Data is divided into categorical and numerical types.
Categorical data includes nominal (no order, e.g., team names) and ordinal (ordered categories, e.g., player positions).
Numerical data includes discrete (countable values, e.g., free throws missed) and continuous (any value within a range, e.g., height).
Proportions aggregate nominal data into a numerical summary, like shooting percentage.

Distributions

Distributions show how data values are spread across possible outcomes.
Common distributions: normal (bell curve), uniform (equal probability), bimodal (two peaks), and skewed (tail on one side).
Normal distribution is symmetric with most values around the mean.
Probability density functions describe the likelihood of selecting certain values.

Sampling and Estimation

Samples are taken to estimate unknown population parameters like a player's true shooting percentage (theta, θ).
The larger the sample size, the less variable the sample statistic is.
Sample statistics (like proportions) estimate population parameters, but always with some uncertainty.
Confidence intervals quantify this uncertainty, e.g., a 95% confidence interval suggests high confidence that the true value lies within it.

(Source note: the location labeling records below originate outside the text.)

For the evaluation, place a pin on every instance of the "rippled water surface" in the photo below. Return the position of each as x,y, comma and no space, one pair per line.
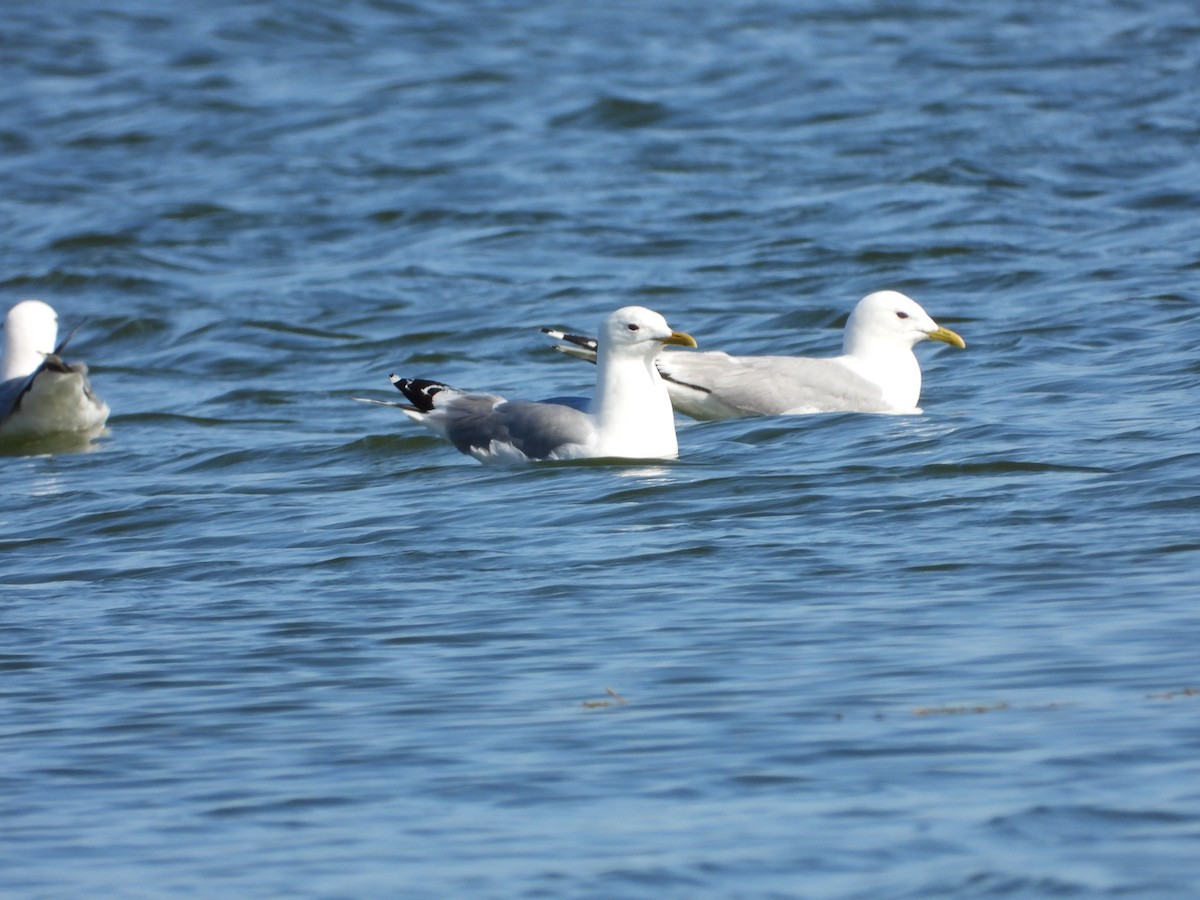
262,640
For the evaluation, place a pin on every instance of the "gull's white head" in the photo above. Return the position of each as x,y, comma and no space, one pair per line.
889,319
637,331
30,331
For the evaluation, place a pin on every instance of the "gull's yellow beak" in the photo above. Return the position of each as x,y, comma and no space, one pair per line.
682,340
947,336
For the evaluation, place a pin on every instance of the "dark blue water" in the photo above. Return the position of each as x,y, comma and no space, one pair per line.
264,641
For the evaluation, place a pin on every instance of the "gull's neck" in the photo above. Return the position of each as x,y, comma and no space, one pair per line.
891,365
631,407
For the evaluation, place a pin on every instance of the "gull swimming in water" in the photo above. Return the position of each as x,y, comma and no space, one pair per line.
877,371
40,394
629,415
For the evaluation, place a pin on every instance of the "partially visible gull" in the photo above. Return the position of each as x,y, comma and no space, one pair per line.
40,394
629,417
877,371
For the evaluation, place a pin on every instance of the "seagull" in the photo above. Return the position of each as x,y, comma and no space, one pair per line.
877,371
629,415
40,394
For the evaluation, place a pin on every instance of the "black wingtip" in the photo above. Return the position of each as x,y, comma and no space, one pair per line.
418,391
577,340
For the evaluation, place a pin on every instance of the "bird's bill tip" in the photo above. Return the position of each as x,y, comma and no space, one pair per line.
947,336
681,339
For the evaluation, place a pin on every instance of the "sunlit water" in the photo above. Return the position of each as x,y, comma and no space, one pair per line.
267,641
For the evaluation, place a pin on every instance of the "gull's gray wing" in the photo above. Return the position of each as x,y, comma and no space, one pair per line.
478,424
717,385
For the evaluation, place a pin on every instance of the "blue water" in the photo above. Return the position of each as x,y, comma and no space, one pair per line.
264,641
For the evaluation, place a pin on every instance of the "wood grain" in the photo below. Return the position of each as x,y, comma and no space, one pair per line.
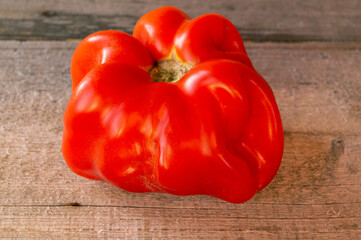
315,195
257,20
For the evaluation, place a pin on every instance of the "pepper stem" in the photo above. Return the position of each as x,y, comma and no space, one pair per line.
169,70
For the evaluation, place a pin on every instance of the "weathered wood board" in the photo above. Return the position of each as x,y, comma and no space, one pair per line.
315,195
257,20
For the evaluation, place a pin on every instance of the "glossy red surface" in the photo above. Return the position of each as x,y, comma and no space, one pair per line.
217,131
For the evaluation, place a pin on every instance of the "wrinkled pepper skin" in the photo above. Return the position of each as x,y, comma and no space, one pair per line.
217,131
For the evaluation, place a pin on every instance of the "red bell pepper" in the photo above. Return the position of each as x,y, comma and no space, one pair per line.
176,108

Parameters and Sample Statistics

Common parameters: mu (μ, mean), sigma (σ, standard deviation), pi (π, proportion), rho (ρ, correlation), beta (β, gradient).
Sample statistics: x-bar (sample mean), s (sample standard deviation), p (sample proportion), r (sample correlation), b (sample gradient).
Greek letters represent parameters, Latin letters represent estimated statistics.

Hypothesis Testing

Hypothesis testing assesses if sample evidence supports a claim about a population parameter.
Null hypothesis (H₀): a default claim (e.g., shooting percentage ≤ 50%).
Alternate hypothesis (H₁): the claim being tested (e.g., shooting percentage > 50%).
Rejection region: range of values deemed too extreme for H₀, usually top 5% (significance level).
Never say "prove" or "accept" the null; only "reject" or "do not reject" based on evidence.

P-values

A p-value measures how extreme the sample result is under H₀.
Small p-values (<0.05) suggest evidence against H₀ and justify rejection.
If the p-value is larger, do not reject H₀—insufficient evidence for H₁.
P-value less than significance level means the sample falls in the rejection region.

Pitfalls: P-hacking

P-hacking occurs when many hypotheses are tested, and only significant results are reported.
Repeated testing increases the probability of finding significant results by chance.
Good research tests a pre-specified effect, not multiple effects for significance.

Key Terms & Definitions

Categorical Data — Data grouped into categories (e.g., team, position).
Numerical Data — Data expressed as numbers, either discrete or continuous.
Sample Statistic — Number calculated from a sample, used to estimate a parameter.
Parameter — Unknown, fixed value describing the whole population.
Confidence Interval — Range estimating a parameter with a stated confidence level.
Hypothesis Test — Procedure to assess evidence for or against a claim.
Null Hypothesis (H₀) — Default assumption in a statistical test.
Alternate Hypothesis (H₁) — Claim tested against the null.
Rejection Region — Outcomes where H₀ is rejected.
P-value — Probability of observing results as extreme as the sample under H₀.
P-hacking — Manipulating analysis to find statistically significant (but possibly misleading) results.

Action Items / Next Steps

Review examples of data types and distributions.
Practice identifying null and alternate hypotheses for different scenarios.
Read about confidence intervals and calculating p-values.
Be cautious of interpreting p-values, and avoid p-hacking in research.